For all its inherent religious associations, thankfully Noah raises more than just theological questions. It asks us to ponder our treatment of the environment and our treatment of one another – mercy is a key theme – and the theory of evolution and progressions of science and its connectivity to man. Those aforementioned time-lapse sequences build upon Aronofsky’s contemplations on evolution and how it might coincide with biblical creationism, they also illustrate the environment as a heavenly vastness that man chose to destroy; a boundary-less Eden that bore the wounds of each sin following Adam’s original. The bare world that The Creator has chosen to destroy is one that demands replenishing and a fresh start, but how did it get that way? Should we be conscious of our own world and what we are doing to it? Could we very well destroy it, maybe not in way associated with the Almighty, but in another way? These environmentalist associations have caused a stir, but they are poignant nonetheless as Aronofsky uses the past to represent the present and the future. And while the religious dealings don’t reach the controversial levels that the press has hyped up, it does mirror the director’s own frustration with religion. Noah’s adherence to his higher duties combats his morals and ethics, and this comes to the forefront in the film’s third act and is resolved tolerably if not finitely. Noah’s mentality is shaved from Aronofsky’s wrestling match with religion, and it’s this clear personality inhabiting the film that creates flaws within the final act. However, for all of these flaws – and maybe even because of them – Noah possesses something that most films of this budgeted size forget about or omit completely: The film has a soul…Darren Aronofsky’s soul.

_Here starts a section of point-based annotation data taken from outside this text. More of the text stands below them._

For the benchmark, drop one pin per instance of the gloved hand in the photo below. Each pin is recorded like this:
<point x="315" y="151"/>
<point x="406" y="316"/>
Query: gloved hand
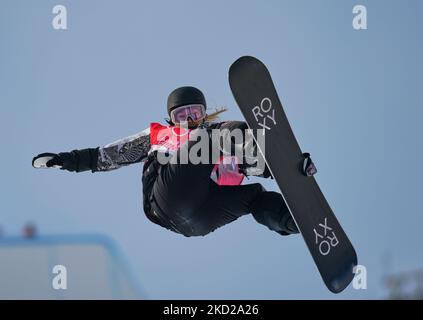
<point x="74" y="161"/>
<point x="47" y="160"/>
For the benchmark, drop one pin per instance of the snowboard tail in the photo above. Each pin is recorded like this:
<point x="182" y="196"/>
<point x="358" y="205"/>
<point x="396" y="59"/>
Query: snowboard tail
<point x="255" y="94"/>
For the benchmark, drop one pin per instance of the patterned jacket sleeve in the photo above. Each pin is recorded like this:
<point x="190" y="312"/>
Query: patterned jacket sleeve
<point x="123" y="152"/>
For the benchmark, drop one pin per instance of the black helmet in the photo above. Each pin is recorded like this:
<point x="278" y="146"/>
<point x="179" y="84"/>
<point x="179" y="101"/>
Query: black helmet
<point x="183" y="96"/>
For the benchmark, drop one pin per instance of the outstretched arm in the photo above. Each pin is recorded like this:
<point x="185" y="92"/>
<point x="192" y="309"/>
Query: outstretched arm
<point x="112" y="156"/>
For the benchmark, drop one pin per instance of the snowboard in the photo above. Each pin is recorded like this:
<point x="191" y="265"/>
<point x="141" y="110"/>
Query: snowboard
<point x="256" y="96"/>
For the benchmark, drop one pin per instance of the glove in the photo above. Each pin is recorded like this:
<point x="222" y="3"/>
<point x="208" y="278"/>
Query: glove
<point x="307" y="166"/>
<point x="47" y="160"/>
<point x="74" y="161"/>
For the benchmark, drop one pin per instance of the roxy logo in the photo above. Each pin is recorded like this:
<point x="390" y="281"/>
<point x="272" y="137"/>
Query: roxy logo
<point x="265" y="114"/>
<point x="325" y="238"/>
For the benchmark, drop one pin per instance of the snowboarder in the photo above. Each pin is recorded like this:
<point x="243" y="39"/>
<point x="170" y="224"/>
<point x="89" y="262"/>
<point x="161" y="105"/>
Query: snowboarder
<point x="187" y="198"/>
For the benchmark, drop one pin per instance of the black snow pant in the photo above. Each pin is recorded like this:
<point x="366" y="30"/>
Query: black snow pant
<point x="194" y="205"/>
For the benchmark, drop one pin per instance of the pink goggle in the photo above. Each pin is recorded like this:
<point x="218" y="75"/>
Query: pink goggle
<point x="183" y="113"/>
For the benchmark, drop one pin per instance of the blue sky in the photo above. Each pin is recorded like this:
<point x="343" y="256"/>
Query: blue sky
<point x="353" y="99"/>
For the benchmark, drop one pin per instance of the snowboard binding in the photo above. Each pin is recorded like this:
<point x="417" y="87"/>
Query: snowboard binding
<point x="307" y="166"/>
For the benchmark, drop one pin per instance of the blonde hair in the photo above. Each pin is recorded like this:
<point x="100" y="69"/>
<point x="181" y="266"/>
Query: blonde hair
<point x="214" y="115"/>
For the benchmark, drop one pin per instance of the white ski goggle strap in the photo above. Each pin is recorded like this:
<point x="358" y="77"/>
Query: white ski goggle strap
<point x="194" y="111"/>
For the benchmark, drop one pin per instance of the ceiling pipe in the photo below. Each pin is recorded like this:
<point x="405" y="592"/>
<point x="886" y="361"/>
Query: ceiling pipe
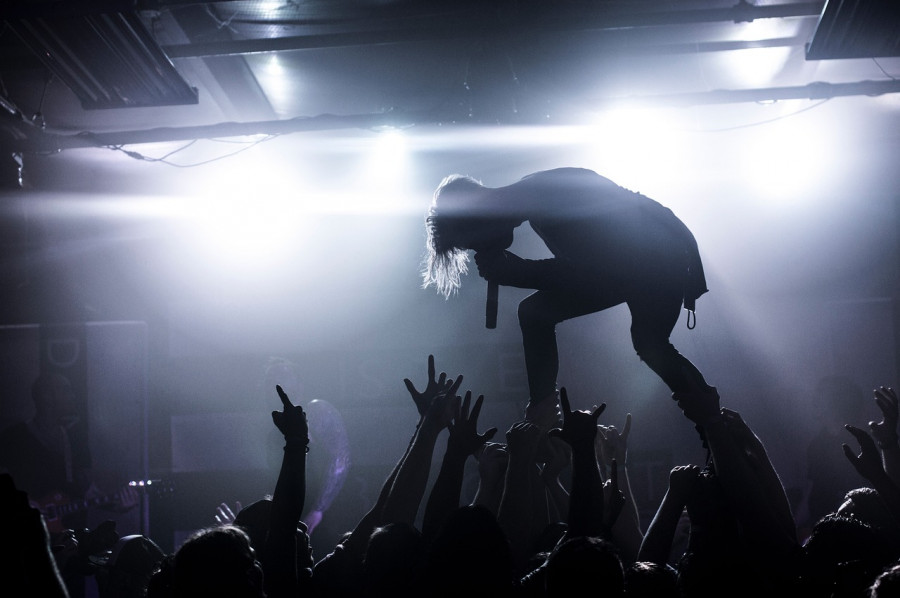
<point x="39" y="141"/>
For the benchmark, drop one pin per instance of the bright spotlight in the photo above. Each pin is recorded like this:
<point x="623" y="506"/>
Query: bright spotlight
<point x="633" y="145"/>
<point x="387" y="159"/>
<point x="247" y="220"/>
<point x="786" y="162"/>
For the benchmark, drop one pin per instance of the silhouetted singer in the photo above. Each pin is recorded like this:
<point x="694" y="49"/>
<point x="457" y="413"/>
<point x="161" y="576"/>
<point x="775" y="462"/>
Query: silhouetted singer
<point x="610" y="246"/>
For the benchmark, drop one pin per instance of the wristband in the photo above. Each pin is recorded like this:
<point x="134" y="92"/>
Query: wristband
<point x="891" y="443"/>
<point x="292" y="441"/>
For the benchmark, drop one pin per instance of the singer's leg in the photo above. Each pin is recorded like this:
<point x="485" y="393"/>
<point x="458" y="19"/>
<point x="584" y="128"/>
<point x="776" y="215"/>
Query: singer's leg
<point x="539" y="313"/>
<point x="654" y="312"/>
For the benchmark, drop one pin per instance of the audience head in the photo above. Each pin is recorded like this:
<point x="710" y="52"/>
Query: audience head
<point x="216" y="561"/>
<point x="584" y="561"/>
<point x="843" y="556"/>
<point x="469" y="555"/>
<point x="131" y="563"/>
<point x="887" y="584"/>
<point x="650" y="580"/>
<point x="393" y="560"/>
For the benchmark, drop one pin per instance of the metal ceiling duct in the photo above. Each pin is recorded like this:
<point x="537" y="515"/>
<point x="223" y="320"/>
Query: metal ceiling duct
<point x="105" y="55"/>
<point x="856" y="29"/>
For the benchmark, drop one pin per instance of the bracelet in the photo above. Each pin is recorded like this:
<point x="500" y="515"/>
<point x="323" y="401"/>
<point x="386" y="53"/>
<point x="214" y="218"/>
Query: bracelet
<point x="892" y="443"/>
<point x="292" y="441"/>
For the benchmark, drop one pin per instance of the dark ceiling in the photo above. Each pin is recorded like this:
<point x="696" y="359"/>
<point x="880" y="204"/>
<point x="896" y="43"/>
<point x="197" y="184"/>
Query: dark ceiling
<point x="102" y="73"/>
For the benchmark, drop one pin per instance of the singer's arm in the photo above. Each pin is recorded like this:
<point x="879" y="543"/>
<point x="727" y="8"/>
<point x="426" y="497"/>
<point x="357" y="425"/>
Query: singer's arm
<point x="507" y="269"/>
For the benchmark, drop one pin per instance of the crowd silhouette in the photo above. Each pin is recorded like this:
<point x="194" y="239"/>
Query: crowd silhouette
<point x="552" y="516"/>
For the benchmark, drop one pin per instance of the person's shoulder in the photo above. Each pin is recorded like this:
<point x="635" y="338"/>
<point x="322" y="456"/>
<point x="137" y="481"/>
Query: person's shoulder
<point x="563" y="172"/>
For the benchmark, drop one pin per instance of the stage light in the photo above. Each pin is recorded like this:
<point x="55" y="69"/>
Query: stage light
<point x="635" y="146"/>
<point x="785" y="162"/>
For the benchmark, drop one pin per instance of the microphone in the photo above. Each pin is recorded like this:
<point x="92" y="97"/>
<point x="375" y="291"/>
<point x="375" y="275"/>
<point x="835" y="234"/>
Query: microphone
<point x="490" y="308"/>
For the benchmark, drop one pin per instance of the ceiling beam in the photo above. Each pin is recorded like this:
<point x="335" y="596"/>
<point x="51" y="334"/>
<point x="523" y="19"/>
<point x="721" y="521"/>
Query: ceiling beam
<point x="491" y="26"/>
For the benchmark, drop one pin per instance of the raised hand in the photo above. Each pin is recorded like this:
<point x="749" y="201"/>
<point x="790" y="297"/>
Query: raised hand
<point x="885" y="431"/>
<point x="613" y="497"/>
<point x="291" y="420"/>
<point x="224" y="514"/>
<point x="492" y="460"/>
<point x="440" y="412"/>
<point x="577" y="426"/>
<point x="433" y="388"/>
<point x="683" y="481"/>
<point x="464" y="437"/>
<point x="522" y="438"/>
<point x="612" y="445"/>
<point x="868" y="462"/>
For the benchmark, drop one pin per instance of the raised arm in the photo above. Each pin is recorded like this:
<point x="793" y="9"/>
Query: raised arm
<point x="657" y="543"/>
<point x="402" y="504"/>
<point x="579" y="428"/>
<point x="462" y="442"/>
<point x="280" y="555"/>
<point x="492" y="461"/>
<point x="885" y="431"/>
<point x="749" y="481"/>
<point x="517" y="504"/>
<point x="612" y="447"/>
<point x="868" y="464"/>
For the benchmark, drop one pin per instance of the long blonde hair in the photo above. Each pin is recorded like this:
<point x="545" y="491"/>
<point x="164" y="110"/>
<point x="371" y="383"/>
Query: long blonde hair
<point x="445" y="262"/>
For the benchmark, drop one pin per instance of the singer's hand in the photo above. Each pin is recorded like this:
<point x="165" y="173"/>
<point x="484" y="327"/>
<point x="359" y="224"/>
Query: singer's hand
<point x="501" y="267"/>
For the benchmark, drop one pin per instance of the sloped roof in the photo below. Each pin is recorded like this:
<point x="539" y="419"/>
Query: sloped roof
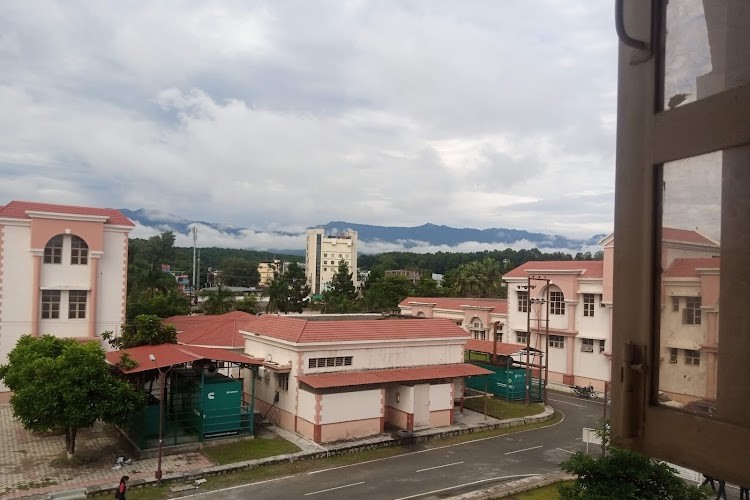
<point x="485" y="346"/>
<point x="587" y="268"/>
<point x="18" y="209"/>
<point x="688" y="268"/>
<point x="685" y="236"/>
<point x="303" y="331"/>
<point x="497" y="305"/>
<point x="220" y="330"/>
<point x="167" y="355"/>
<point x="370" y="377"/>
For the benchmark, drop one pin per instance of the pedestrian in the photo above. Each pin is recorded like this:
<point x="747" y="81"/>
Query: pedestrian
<point x="722" y="492"/>
<point x="708" y="480"/>
<point x="123" y="486"/>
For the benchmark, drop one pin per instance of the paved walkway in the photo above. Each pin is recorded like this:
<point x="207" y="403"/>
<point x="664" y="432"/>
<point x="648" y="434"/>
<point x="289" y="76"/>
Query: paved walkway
<point x="26" y="459"/>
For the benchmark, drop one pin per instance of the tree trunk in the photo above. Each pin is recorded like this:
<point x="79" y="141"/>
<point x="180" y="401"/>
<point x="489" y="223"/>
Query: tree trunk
<point x="70" y="441"/>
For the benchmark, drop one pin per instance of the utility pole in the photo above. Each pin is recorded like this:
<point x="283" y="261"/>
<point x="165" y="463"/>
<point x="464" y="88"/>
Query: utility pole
<point x="192" y="289"/>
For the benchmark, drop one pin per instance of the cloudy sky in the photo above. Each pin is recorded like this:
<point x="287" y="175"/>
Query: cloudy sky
<point x="288" y="114"/>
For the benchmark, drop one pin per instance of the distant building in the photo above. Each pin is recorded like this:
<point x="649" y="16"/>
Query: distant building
<point x="413" y="275"/>
<point x="267" y="271"/>
<point x="323" y="255"/>
<point x="63" y="271"/>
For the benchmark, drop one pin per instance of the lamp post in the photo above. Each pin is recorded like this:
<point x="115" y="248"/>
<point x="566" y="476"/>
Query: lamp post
<point x="162" y="383"/>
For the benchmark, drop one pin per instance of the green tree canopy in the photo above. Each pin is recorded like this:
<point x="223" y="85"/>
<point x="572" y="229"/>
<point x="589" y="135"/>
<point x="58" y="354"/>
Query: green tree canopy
<point x="236" y="271"/>
<point x="63" y="384"/>
<point x="624" y="475"/>
<point x="142" y="330"/>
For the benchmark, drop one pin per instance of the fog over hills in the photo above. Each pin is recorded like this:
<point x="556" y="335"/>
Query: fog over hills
<point x="372" y="239"/>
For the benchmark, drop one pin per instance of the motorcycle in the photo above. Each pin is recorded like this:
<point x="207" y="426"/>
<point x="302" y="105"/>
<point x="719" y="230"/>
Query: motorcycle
<point x="584" y="392"/>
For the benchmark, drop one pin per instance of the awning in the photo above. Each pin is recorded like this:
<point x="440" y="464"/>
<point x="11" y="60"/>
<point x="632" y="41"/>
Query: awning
<point x="372" y="377"/>
<point x="166" y="355"/>
<point x="485" y="346"/>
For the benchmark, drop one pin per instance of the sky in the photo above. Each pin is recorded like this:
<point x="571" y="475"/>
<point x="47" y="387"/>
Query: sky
<point x="290" y="114"/>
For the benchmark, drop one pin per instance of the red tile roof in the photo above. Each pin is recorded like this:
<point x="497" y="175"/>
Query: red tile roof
<point x="685" y="236"/>
<point x="587" y="268"/>
<point x="497" y="305"/>
<point x="304" y="331"/>
<point x="503" y="349"/>
<point x="216" y="331"/>
<point x="370" y="377"/>
<point x="688" y="268"/>
<point x="17" y="210"/>
<point x="173" y="354"/>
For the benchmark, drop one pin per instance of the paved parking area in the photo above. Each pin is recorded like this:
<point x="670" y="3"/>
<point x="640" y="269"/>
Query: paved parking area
<point x="27" y="460"/>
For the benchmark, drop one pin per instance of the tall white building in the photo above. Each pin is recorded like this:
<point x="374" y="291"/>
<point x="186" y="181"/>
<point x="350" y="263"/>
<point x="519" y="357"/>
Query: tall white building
<point x="324" y="252"/>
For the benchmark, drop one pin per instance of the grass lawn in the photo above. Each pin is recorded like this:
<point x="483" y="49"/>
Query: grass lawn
<point x="544" y="493"/>
<point x="501" y="409"/>
<point x="254" y="449"/>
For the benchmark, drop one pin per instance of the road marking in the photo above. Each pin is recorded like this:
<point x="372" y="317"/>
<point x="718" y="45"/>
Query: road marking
<point x="439" y="466"/>
<point x="336" y="488"/>
<point x="525" y="449"/>
<point x="230" y="488"/>
<point x="466" y="484"/>
<point x="567" y="403"/>
<point x="562" y="419"/>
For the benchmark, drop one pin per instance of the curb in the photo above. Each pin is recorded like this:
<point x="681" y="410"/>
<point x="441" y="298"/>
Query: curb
<point x="334" y="450"/>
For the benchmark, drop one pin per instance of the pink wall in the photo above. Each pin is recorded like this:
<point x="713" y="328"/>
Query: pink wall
<point x="44" y="229"/>
<point x="349" y="430"/>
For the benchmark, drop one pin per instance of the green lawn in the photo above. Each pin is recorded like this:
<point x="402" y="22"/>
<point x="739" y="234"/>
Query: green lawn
<point x="253" y="449"/>
<point x="501" y="409"/>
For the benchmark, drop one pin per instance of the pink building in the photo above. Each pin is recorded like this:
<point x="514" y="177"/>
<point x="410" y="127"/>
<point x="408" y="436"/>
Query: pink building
<point x="63" y="271"/>
<point x="335" y="380"/>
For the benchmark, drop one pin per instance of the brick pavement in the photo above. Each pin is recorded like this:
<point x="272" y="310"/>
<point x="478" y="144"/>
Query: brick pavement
<point x="26" y="460"/>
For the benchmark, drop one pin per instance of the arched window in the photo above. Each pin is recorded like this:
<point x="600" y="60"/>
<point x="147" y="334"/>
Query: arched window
<point x="53" y="250"/>
<point x="79" y="251"/>
<point x="556" y="301"/>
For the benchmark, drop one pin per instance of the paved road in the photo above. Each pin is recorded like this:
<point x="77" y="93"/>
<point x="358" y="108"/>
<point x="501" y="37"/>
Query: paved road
<point x="442" y="471"/>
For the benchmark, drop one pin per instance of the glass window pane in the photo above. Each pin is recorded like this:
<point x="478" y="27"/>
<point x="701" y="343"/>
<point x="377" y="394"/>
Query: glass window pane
<point x="704" y="49"/>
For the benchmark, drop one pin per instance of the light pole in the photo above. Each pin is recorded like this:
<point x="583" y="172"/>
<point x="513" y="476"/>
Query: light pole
<point x="162" y="384"/>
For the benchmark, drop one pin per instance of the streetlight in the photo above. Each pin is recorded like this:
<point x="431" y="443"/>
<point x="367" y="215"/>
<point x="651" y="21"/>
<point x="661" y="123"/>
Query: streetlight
<point x="162" y="384"/>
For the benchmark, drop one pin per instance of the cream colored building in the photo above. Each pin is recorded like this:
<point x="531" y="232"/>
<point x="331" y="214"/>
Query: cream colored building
<point x="323" y="254"/>
<point x="63" y="271"/>
<point x="335" y="380"/>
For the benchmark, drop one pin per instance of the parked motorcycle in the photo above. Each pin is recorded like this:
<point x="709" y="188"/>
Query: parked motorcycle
<point x="584" y="392"/>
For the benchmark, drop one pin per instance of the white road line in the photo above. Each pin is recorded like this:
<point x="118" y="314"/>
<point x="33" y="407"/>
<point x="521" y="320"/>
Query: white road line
<point x="466" y="484"/>
<point x="439" y="447"/>
<point x="525" y="449"/>
<point x="567" y="403"/>
<point x="439" y="466"/>
<point x="336" y="488"/>
<point x="230" y="488"/>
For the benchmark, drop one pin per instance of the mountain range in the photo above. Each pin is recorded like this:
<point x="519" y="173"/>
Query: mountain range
<point x="373" y="239"/>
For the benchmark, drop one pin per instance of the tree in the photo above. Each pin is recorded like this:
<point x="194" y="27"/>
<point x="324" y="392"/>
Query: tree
<point x="218" y="301"/>
<point x="142" y="330"/>
<point x="288" y="292"/>
<point x="236" y="271"/>
<point x="63" y="384"/>
<point x="624" y="475"/>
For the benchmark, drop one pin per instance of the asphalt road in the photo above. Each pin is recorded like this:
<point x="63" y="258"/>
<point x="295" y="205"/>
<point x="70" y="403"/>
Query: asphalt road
<point x="441" y="471"/>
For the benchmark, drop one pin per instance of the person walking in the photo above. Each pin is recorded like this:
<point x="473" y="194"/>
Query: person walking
<point x="122" y="487"/>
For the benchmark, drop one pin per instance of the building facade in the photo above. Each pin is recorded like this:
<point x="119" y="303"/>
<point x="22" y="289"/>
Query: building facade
<point x="323" y="254"/>
<point x="336" y="380"/>
<point x="63" y="271"/>
<point x="482" y="319"/>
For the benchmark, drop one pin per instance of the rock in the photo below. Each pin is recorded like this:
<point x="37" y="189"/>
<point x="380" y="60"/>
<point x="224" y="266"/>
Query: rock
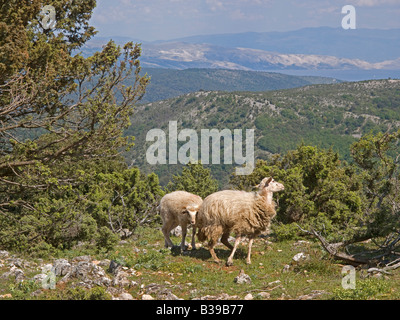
<point x="14" y="272"/>
<point x="177" y="232"/>
<point x="248" y="296"/>
<point x="121" y="280"/>
<point x="4" y="254"/>
<point x="114" y="267"/>
<point x="242" y="278"/>
<point x="125" y="296"/>
<point x="61" y="267"/>
<point x="312" y="295"/>
<point x="300" y="257"/>
<point x="125" y="233"/>
<point x="286" y="268"/>
<point x="274" y="283"/>
<point x="82" y="258"/>
<point x="301" y="243"/>
<point x="264" y="295"/>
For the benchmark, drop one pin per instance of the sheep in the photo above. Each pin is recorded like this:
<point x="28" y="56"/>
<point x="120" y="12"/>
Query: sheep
<point x="179" y="208"/>
<point x="243" y="213"/>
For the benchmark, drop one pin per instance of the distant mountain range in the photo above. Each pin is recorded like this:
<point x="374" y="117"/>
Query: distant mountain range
<point x="325" y="115"/>
<point x="168" y="83"/>
<point x="306" y="49"/>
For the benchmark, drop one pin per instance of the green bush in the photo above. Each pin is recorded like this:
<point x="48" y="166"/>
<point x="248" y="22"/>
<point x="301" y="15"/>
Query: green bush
<point x="367" y="289"/>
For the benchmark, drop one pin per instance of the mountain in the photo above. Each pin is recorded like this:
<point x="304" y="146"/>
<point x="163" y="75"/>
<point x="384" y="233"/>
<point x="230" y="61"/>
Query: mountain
<point x="168" y="83"/>
<point x="305" y="49"/>
<point x="329" y="115"/>
<point x="180" y="55"/>
<point x="372" y="45"/>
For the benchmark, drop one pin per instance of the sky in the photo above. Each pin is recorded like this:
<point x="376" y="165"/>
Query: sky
<point x="150" y="20"/>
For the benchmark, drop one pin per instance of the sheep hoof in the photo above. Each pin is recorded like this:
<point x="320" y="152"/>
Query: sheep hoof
<point x="229" y="263"/>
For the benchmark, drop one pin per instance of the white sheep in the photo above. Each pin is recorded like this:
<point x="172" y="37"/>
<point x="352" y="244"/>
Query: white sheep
<point x="179" y="208"/>
<point x="246" y="214"/>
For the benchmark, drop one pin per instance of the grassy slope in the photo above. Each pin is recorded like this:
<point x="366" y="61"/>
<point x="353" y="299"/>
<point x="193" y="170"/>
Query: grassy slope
<point x="194" y="275"/>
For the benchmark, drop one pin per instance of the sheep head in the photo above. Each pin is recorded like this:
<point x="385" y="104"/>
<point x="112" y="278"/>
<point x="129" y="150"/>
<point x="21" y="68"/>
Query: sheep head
<point x="191" y="211"/>
<point x="270" y="185"/>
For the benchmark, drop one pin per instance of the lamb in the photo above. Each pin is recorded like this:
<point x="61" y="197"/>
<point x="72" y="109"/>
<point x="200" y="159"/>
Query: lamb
<point x="179" y="208"/>
<point x="246" y="214"/>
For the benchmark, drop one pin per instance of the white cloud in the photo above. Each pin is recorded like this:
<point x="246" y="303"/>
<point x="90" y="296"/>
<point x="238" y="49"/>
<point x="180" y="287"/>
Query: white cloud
<point x="375" y="3"/>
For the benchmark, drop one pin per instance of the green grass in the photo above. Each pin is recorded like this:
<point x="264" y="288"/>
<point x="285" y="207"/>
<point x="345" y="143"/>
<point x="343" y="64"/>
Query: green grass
<point x="194" y="274"/>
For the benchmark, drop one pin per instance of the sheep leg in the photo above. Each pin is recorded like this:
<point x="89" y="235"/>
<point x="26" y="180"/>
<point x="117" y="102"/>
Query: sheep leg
<point x="248" y="261"/>
<point x="214" y="256"/>
<point x="193" y="238"/>
<point x="230" y="259"/>
<point x="166" y="229"/>
<point x="184" y="232"/>
<point x="224" y="240"/>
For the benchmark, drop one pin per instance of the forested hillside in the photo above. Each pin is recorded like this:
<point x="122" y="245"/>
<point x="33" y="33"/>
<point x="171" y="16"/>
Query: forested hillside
<point x="170" y="83"/>
<point x="328" y="116"/>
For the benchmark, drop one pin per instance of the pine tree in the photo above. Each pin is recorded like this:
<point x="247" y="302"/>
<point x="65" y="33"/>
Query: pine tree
<point x="195" y="179"/>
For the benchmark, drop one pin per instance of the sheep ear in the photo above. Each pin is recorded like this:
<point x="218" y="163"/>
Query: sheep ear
<point x="268" y="181"/>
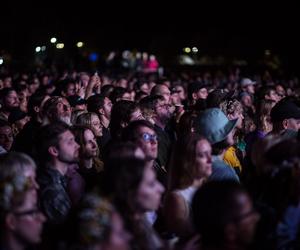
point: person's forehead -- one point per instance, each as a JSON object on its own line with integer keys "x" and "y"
{"x": 145, "y": 129}
{"x": 66, "y": 135}
{"x": 11, "y": 93}
{"x": 88, "y": 134}
{"x": 107, "y": 100}
{"x": 5, "y": 129}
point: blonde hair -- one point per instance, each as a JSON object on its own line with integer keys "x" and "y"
{"x": 85, "y": 119}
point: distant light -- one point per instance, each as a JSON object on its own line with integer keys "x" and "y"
{"x": 93, "y": 57}
{"x": 267, "y": 52}
{"x": 80, "y": 44}
{"x": 195, "y": 49}
{"x": 60, "y": 46}
{"x": 187, "y": 50}
{"x": 53, "y": 40}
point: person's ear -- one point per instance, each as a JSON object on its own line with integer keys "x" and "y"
{"x": 36, "y": 109}
{"x": 53, "y": 151}
{"x": 230, "y": 233}
{"x": 101, "y": 111}
{"x": 285, "y": 123}
{"x": 194, "y": 96}
{"x": 230, "y": 116}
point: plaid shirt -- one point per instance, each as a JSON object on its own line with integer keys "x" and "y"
{"x": 54, "y": 199}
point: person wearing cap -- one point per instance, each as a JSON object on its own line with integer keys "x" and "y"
{"x": 247, "y": 85}
{"x": 285, "y": 116}
{"x": 217, "y": 96}
{"x": 215, "y": 126}
{"x": 234, "y": 110}
{"x": 196, "y": 91}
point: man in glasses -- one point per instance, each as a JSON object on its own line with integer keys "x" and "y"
{"x": 143, "y": 134}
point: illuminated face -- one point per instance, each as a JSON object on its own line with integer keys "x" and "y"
{"x": 68, "y": 149}
{"x": 90, "y": 144}
{"x": 203, "y": 158}
{"x": 148, "y": 142}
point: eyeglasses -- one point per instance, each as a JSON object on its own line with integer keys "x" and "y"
{"x": 32, "y": 212}
{"x": 241, "y": 217}
{"x": 148, "y": 137}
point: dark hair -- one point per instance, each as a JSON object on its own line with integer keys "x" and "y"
{"x": 106, "y": 90}
{"x": 125, "y": 178}
{"x": 78, "y": 131}
{"x": 95, "y": 102}
{"x": 140, "y": 95}
{"x": 218, "y": 147}
{"x": 182, "y": 165}
{"x": 4, "y": 123}
{"x": 120, "y": 116}
{"x": 131, "y": 133}
{"x": 49, "y": 136}
{"x": 149, "y": 102}
{"x": 214, "y": 206}
{"x": 4, "y": 92}
{"x": 35, "y": 101}
{"x": 117, "y": 94}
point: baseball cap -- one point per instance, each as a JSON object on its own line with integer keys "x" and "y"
{"x": 16, "y": 115}
{"x": 76, "y": 100}
{"x": 247, "y": 81}
{"x": 217, "y": 96}
{"x": 285, "y": 109}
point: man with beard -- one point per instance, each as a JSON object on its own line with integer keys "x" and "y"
{"x": 9, "y": 101}
{"x": 142, "y": 133}
{"x": 58, "y": 151}
{"x": 56, "y": 108}
{"x": 161, "y": 117}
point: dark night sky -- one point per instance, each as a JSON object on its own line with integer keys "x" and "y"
{"x": 241, "y": 30}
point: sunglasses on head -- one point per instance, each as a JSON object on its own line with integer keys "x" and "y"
{"x": 148, "y": 137}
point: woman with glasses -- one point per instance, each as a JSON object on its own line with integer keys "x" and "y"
{"x": 21, "y": 222}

Aronofsky has built his career on original thoughts and varied filmmaking. Objectively, Noah looks like something pressured by a profit seeking movie studio, and the trailers try to spin the film into that light, but upon finally viewing the film, which only screened for select critics in Boston, Aronofsky has made something that’s not only impossible to sell to a broad audience, but very well could never find an audience. It’s a hard film to recommend because it is so out there and so challenging for the median moviegoer. It’s dark and stirring – Noah’s visions are small horror films unto themselves, accentuated by Clint Mansell’s booming score – and lengthy and hefty, and I’m sure there’s more widespread intrigue than actual desire to go out and see a film that is all of those things, even among Aronofsky fans. Yet, if the intrigue guides you to take a chance on this solicitous spectacle, take the ride inside the ark that Darren has built, for this will surely be a film that remains in some kind of conversation throughout the rest of the year. It absolutely deserves discussion.
In short, I found Noah absolutely captivating, a remarkable if somewhat prickly and untidy synthesis of small, intimate filmmaking expanded onto an IMAX-level, budgetary scale.